18 objectifs de durabilité communs à toutes les AOP laitières
Bien que la volonté de répondre aux attentes sociétales soit présente au sein des AOP laitières depuis longtemps d’après Michel Lacoste, le projet d’AOP laitière durable a été validé au printemps 2020, lors de la dernière assemblée générale. Le Cnaol a ensuite fixé, le mois dernier, 18 objectifs communs à toutes les appellations, répondant aux trois piliers du développement durable (environnemental, économique et social). Le 24 septembre, l’assemblée générale a permis de les présenter, afin de que chaque appellation puisse maintenant définir des mesures propres pour y répondre. Pour Michel Lacoste, cette démarche territoriale est fondamentale. « Les AOP laitières ont toujours été opposées à des mesures transversales, qui ne correspondraient pas aux réalités de chaque territoire », explique-t-il. Certaines AOP ont pris les devants, et devraient communiquer leur plan d’action dès la semaine prochaine.
Valoriser des pratiques déjà existantes
Concrètement, une telle modification du décret des appellations nécessite un changement du cahier des charges. Mais, comme Michel Lacoste tient à le rappeler, « l’objectif est de traduire dans les appellations toutes les démarches présentes historiquement sur chaque territoire ». Le projet s’appuie ainsi sur les externalités positives déjà effectives des AOP, de la production à la transformation, mais non valorisées. Cependant, elle permettra aussi de généraliser les « pratiques durables » à l’échelle des territoires, là où ça n’était pas le cas.

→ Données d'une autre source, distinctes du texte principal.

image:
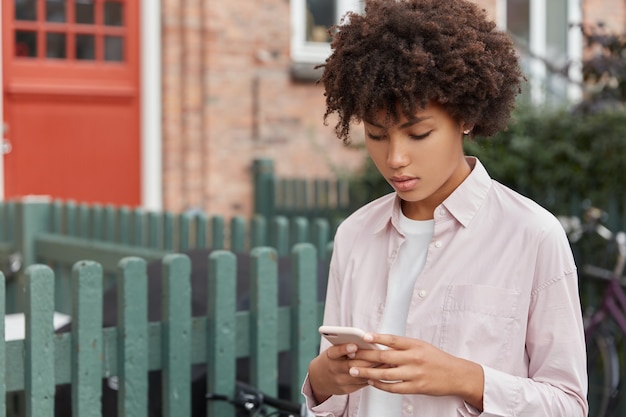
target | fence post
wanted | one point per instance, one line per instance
(176, 335)
(221, 330)
(264, 192)
(264, 319)
(304, 321)
(87, 339)
(132, 342)
(39, 343)
(32, 217)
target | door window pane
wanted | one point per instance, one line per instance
(25, 9)
(85, 47)
(113, 13)
(85, 12)
(55, 45)
(25, 43)
(320, 15)
(113, 48)
(55, 10)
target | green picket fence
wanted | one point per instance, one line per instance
(299, 197)
(35, 365)
(60, 233)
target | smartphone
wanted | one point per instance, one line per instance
(339, 335)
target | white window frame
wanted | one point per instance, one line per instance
(538, 46)
(313, 52)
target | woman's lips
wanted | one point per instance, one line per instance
(404, 183)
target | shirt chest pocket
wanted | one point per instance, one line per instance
(480, 323)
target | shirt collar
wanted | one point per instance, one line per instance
(469, 196)
(462, 204)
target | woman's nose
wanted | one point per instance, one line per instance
(397, 155)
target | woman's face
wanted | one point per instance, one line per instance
(421, 157)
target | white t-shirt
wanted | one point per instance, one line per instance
(400, 285)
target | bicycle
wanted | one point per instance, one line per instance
(605, 325)
(253, 403)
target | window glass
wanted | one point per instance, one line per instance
(85, 47)
(85, 12)
(310, 20)
(25, 9)
(25, 43)
(518, 19)
(55, 10)
(113, 13)
(55, 45)
(113, 48)
(320, 15)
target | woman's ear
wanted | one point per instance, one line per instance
(467, 129)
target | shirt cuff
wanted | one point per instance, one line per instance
(334, 406)
(502, 393)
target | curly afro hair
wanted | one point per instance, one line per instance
(402, 54)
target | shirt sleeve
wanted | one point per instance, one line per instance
(555, 344)
(336, 405)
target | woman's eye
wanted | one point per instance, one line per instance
(375, 137)
(422, 136)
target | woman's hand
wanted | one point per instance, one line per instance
(416, 367)
(329, 372)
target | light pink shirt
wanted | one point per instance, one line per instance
(499, 287)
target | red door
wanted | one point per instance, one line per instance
(71, 99)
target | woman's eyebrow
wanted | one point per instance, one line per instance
(409, 123)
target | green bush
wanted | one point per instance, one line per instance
(559, 157)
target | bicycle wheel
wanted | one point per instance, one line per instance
(603, 370)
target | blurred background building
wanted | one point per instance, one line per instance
(165, 104)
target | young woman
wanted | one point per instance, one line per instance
(469, 287)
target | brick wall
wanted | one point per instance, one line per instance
(610, 12)
(229, 98)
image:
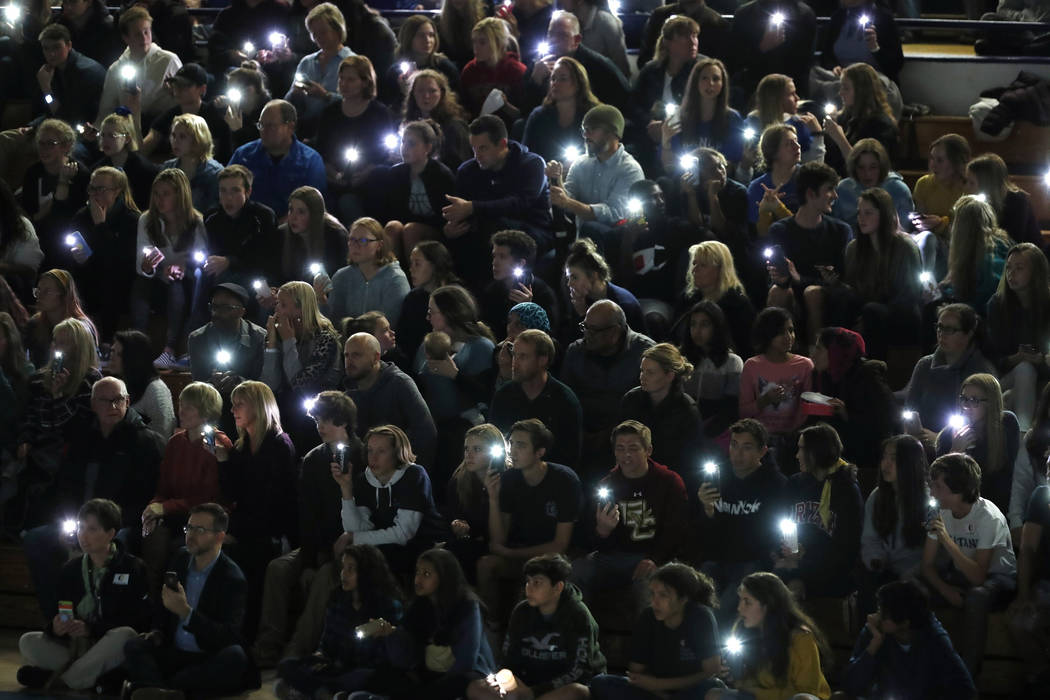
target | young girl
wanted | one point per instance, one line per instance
(780, 645)
(466, 500)
(895, 517)
(674, 647)
(369, 596)
(1019, 322)
(170, 232)
(715, 382)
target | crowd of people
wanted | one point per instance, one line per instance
(478, 311)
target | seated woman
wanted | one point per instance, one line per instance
(865, 114)
(977, 255)
(659, 401)
(317, 76)
(715, 382)
(345, 660)
(1019, 324)
(188, 475)
(880, 287)
(258, 474)
(495, 67)
(192, 149)
(895, 518)
(109, 226)
(780, 647)
(823, 501)
(391, 503)
(105, 615)
(417, 49)
(864, 410)
(712, 277)
(937, 378)
(417, 188)
(935, 195)
(170, 232)
(147, 393)
(431, 98)
(302, 355)
(987, 433)
(552, 129)
(373, 279)
(119, 143)
(455, 373)
(466, 499)
(57, 300)
(987, 174)
(867, 167)
(774, 195)
(706, 119)
(429, 267)
(680, 616)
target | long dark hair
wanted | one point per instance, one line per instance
(139, 369)
(717, 349)
(783, 617)
(904, 502)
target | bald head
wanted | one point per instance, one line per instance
(360, 358)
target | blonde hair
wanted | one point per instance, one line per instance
(198, 129)
(205, 398)
(306, 300)
(993, 420)
(120, 181)
(83, 358)
(714, 252)
(974, 232)
(126, 125)
(399, 442)
(496, 33)
(267, 416)
(330, 14)
(376, 230)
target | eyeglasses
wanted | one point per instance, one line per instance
(197, 530)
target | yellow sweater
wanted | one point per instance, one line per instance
(803, 673)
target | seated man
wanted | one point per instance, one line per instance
(595, 190)
(137, 79)
(513, 281)
(551, 643)
(502, 187)
(600, 368)
(104, 613)
(968, 560)
(279, 162)
(531, 510)
(639, 518)
(197, 647)
(386, 396)
(814, 247)
(739, 507)
(534, 393)
(903, 652)
(72, 80)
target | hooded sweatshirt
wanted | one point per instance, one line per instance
(547, 653)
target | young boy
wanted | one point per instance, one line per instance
(551, 643)
(968, 559)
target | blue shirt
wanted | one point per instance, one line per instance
(274, 182)
(194, 585)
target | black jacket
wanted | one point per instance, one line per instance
(122, 598)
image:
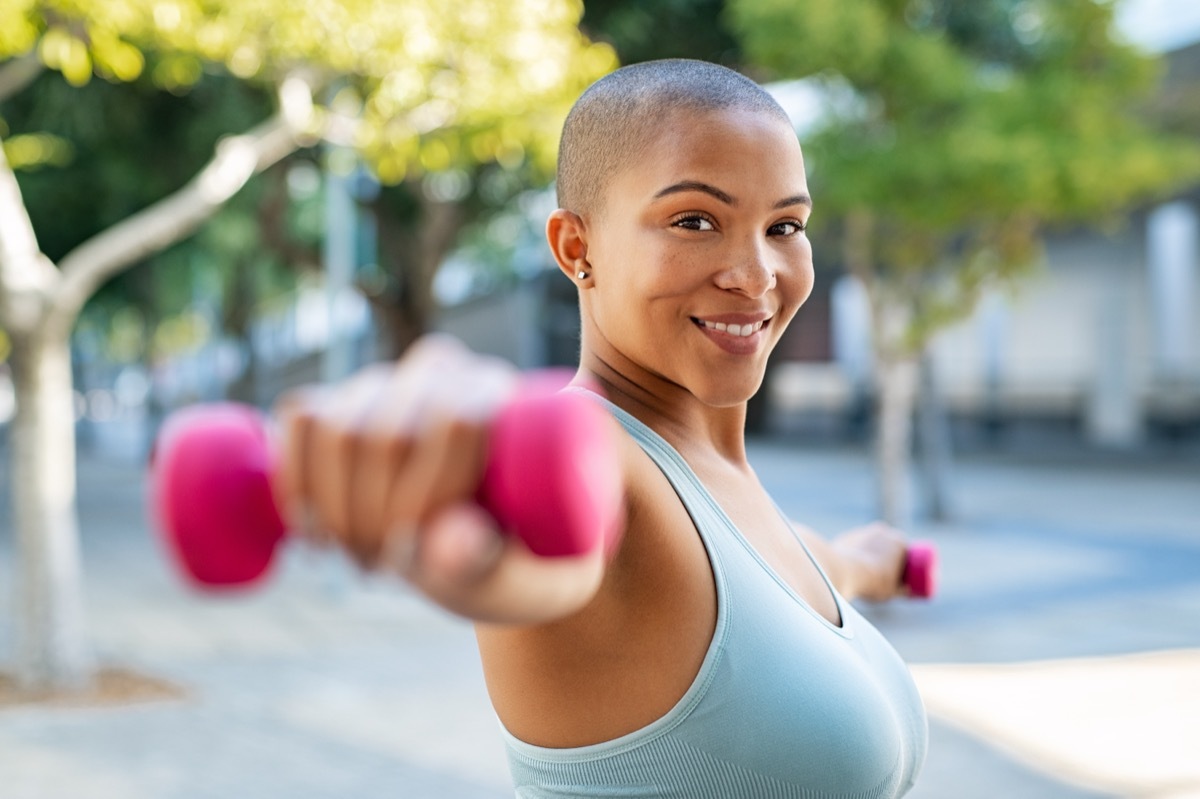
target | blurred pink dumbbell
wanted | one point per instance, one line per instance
(551, 478)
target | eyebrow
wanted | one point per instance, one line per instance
(725, 197)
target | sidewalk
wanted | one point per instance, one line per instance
(325, 684)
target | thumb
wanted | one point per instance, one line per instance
(459, 546)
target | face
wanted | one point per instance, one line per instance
(697, 258)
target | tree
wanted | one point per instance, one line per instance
(954, 133)
(411, 85)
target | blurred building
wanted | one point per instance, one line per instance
(1102, 344)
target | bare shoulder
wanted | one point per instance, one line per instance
(633, 652)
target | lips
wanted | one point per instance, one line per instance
(732, 329)
(736, 334)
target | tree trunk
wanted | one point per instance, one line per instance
(934, 437)
(414, 250)
(898, 385)
(52, 643)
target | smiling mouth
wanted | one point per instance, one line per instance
(741, 331)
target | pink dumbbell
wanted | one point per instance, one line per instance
(551, 478)
(919, 576)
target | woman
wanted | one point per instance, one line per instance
(713, 653)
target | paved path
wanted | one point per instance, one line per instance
(328, 684)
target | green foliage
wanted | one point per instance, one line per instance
(971, 127)
(437, 84)
(457, 101)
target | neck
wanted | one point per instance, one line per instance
(693, 427)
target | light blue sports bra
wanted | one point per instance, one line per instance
(785, 704)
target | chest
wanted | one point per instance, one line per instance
(753, 512)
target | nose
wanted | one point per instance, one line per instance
(751, 271)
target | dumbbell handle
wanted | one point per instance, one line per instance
(551, 478)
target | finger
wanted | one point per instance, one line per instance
(334, 444)
(291, 488)
(459, 547)
(388, 442)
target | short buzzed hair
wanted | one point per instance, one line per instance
(621, 114)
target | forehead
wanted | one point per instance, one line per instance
(755, 152)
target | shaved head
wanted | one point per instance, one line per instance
(622, 114)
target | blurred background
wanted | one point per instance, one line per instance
(221, 200)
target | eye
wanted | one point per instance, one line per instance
(694, 222)
(787, 228)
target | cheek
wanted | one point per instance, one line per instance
(796, 281)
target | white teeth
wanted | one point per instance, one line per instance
(733, 330)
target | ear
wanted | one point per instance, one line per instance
(567, 235)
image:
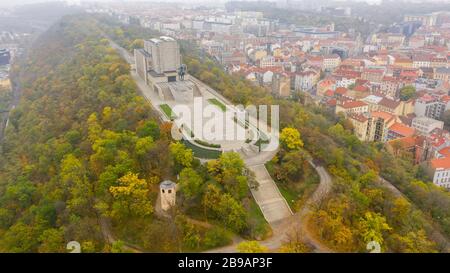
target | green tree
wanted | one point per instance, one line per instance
(290, 138)
(181, 154)
(251, 247)
(190, 182)
(131, 197)
(52, 240)
(372, 226)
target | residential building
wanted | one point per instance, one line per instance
(424, 125)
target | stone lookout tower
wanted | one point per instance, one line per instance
(168, 191)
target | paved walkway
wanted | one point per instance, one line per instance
(273, 205)
(267, 195)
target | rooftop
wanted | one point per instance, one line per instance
(441, 163)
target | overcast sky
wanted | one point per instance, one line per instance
(20, 2)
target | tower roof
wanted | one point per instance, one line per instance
(167, 184)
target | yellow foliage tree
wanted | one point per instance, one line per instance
(290, 137)
(131, 197)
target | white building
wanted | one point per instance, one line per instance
(425, 125)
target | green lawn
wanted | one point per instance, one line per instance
(202, 152)
(218, 104)
(258, 227)
(167, 111)
(296, 193)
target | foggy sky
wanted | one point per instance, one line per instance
(9, 3)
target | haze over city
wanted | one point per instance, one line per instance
(225, 127)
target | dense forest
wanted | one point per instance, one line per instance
(84, 155)
(84, 151)
(359, 209)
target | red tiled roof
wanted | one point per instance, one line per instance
(353, 104)
(329, 93)
(445, 151)
(392, 104)
(383, 115)
(332, 102)
(341, 90)
(361, 88)
(402, 129)
(441, 163)
(358, 117)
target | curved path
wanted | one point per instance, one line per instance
(295, 224)
(272, 204)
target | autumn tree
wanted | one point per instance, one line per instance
(182, 155)
(131, 197)
(290, 138)
(251, 247)
(190, 182)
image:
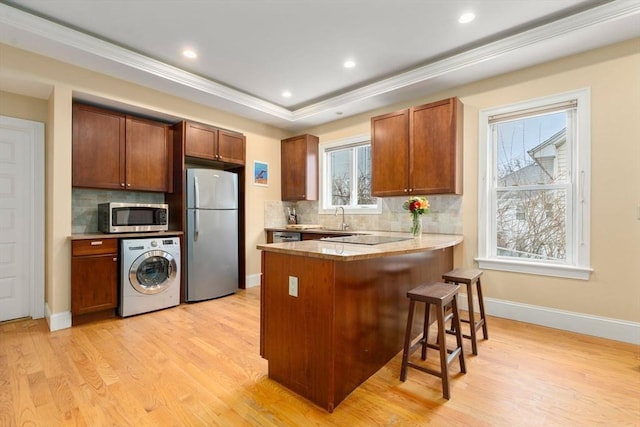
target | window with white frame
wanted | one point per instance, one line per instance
(346, 176)
(534, 186)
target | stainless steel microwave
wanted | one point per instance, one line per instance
(132, 217)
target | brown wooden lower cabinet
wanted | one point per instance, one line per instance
(347, 321)
(94, 279)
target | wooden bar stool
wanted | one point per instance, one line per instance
(442, 296)
(470, 276)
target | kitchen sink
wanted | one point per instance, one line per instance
(365, 239)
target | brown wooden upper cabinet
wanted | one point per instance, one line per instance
(418, 150)
(299, 165)
(115, 151)
(210, 143)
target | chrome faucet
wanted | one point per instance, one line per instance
(343, 225)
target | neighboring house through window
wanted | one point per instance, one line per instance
(534, 187)
(346, 176)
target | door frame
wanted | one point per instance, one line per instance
(36, 203)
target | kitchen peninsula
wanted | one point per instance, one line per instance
(333, 313)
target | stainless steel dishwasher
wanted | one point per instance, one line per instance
(286, 236)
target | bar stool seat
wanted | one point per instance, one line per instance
(470, 277)
(443, 296)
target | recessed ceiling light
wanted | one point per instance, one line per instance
(189, 53)
(467, 17)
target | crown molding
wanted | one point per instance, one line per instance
(78, 42)
(600, 15)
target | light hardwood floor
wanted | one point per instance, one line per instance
(199, 365)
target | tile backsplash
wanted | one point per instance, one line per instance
(444, 217)
(85, 205)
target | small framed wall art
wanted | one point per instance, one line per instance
(260, 173)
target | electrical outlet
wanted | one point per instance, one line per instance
(293, 286)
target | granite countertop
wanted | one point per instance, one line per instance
(100, 235)
(338, 251)
(319, 230)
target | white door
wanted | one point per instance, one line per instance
(21, 218)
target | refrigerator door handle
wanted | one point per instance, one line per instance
(196, 228)
(196, 192)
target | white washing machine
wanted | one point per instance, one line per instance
(150, 275)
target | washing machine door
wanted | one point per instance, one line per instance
(153, 272)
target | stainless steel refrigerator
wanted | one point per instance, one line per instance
(212, 234)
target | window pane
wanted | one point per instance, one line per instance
(363, 155)
(533, 150)
(532, 224)
(340, 177)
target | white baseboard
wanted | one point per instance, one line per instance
(603, 327)
(57, 321)
(252, 280)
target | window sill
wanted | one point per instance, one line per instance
(564, 271)
(376, 210)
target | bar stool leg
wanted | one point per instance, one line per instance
(482, 316)
(472, 320)
(407, 342)
(425, 333)
(456, 321)
(444, 366)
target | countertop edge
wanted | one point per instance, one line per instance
(351, 252)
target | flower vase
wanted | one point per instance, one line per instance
(416, 226)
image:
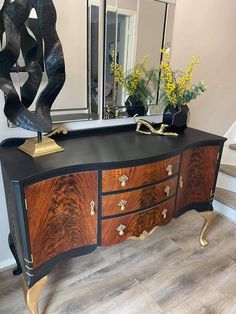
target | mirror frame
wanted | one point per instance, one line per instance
(100, 120)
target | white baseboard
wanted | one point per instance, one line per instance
(7, 263)
(225, 210)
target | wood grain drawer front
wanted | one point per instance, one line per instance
(61, 214)
(119, 229)
(129, 201)
(197, 175)
(125, 178)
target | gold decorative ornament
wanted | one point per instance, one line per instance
(92, 208)
(152, 130)
(208, 219)
(41, 146)
(169, 170)
(144, 235)
(122, 204)
(123, 179)
(121, 229)
(167, 190)
(164, 213)
(31, 295)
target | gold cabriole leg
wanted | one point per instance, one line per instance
(32, 294)
(209, 217)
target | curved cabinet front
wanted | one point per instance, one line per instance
(197, 176)
(62, 214)
(103, 189)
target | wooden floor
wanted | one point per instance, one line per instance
(167, 273)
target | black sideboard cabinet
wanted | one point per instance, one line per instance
(109, 185)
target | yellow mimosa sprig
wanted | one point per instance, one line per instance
(175, 86)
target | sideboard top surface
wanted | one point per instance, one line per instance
(118, 149)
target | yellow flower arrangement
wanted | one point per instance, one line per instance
(175, 86)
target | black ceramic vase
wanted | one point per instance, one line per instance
(176, 118)
(135, 107)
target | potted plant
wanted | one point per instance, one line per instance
(139, 84)
(176, 91)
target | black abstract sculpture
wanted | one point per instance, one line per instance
(13, 21)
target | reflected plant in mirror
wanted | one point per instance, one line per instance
(139, 83)
(134, 29)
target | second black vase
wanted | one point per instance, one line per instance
(135, 107)
(176, 118)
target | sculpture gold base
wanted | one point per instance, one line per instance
(36, 149)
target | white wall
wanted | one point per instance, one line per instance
(150, 30)
(208, 28)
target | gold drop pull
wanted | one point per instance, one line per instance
(122, 204)
(167, 190)
(123, 180)
(92, 208)
(121, 229)
(164, 212)
(181, 182)
(169, 170)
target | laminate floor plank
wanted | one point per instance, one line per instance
(167, 273)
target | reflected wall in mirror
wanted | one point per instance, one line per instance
(135, 30)
(78, 29)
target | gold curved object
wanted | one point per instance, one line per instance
(123, 180)
(151, 128)
(164, 213)
(208, 219)
(122, 204)
(121, 229)
(62, 130)
(31, 295)
(144, 235)
(167, 190)
(169, 170)
(92, 208)
(46, 146)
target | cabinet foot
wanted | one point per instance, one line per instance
(17, 270)
(32, 294)
(209, 217)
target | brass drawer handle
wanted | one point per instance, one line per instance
(181, 182)
(169, 170)
(123, 180)
(92, 208)
(121, 229)
(122, 204)
(164, 213)
(167, 190)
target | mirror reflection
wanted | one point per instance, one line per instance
(77, 27)
(136, 30)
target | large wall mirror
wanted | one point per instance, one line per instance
(78, 29)
(90, 32)
(135, 29)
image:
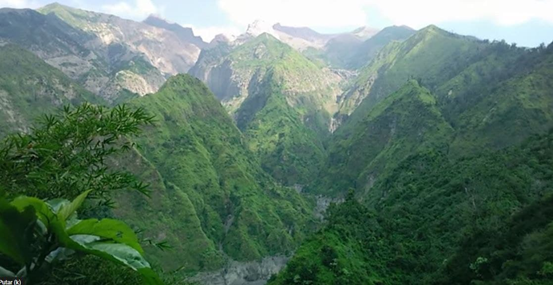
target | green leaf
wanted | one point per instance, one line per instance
(43, 211)
(118, 253)
(116, 230)
(149, 276)
(6, 273)
(16, 228)
(68, 209)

Changements de réglementation nécessaires
Alors qu’il existe de plus en plus de démarches de segmentation concernant la durabilité, pour les AOP, un tel affichage n’était pas gagné d’avance. « Dans le cadre de la réglementation européenne, une AOP ne peut pas garantir autre chose qu’une origine géographique et des règles affectant les propriétés organoleptiques du produit », détaille Michel Lacoste. Cependant, avec l’aide de l’Organisation pour un Réseau International d’Indications Géographiques (OriGIn), au rayonnement continental, le Cnaol a lancé une discussion avec les services de la Commission européenne, afin d’obtenir l’autorisation d’une modification des décrets. Actuellement en cours de rédaction, ces derniers sont attendus dans la prochaine Pac.
Les étapes à venir concernent la validation des décrets par l’Union Européenne, ainsi qu’une promotion forte auprès des consommateurs. Pour cela, Michel Lacoste compte sur le soutien de l’Etat. « Nous espérons obtenir un accompagnement des pouvoirs publics, pour renforcer la logique de l’AOP et empêcher de l’affaiblir par l’ajout d’autres labels de durabilité déconnectés des territoires. »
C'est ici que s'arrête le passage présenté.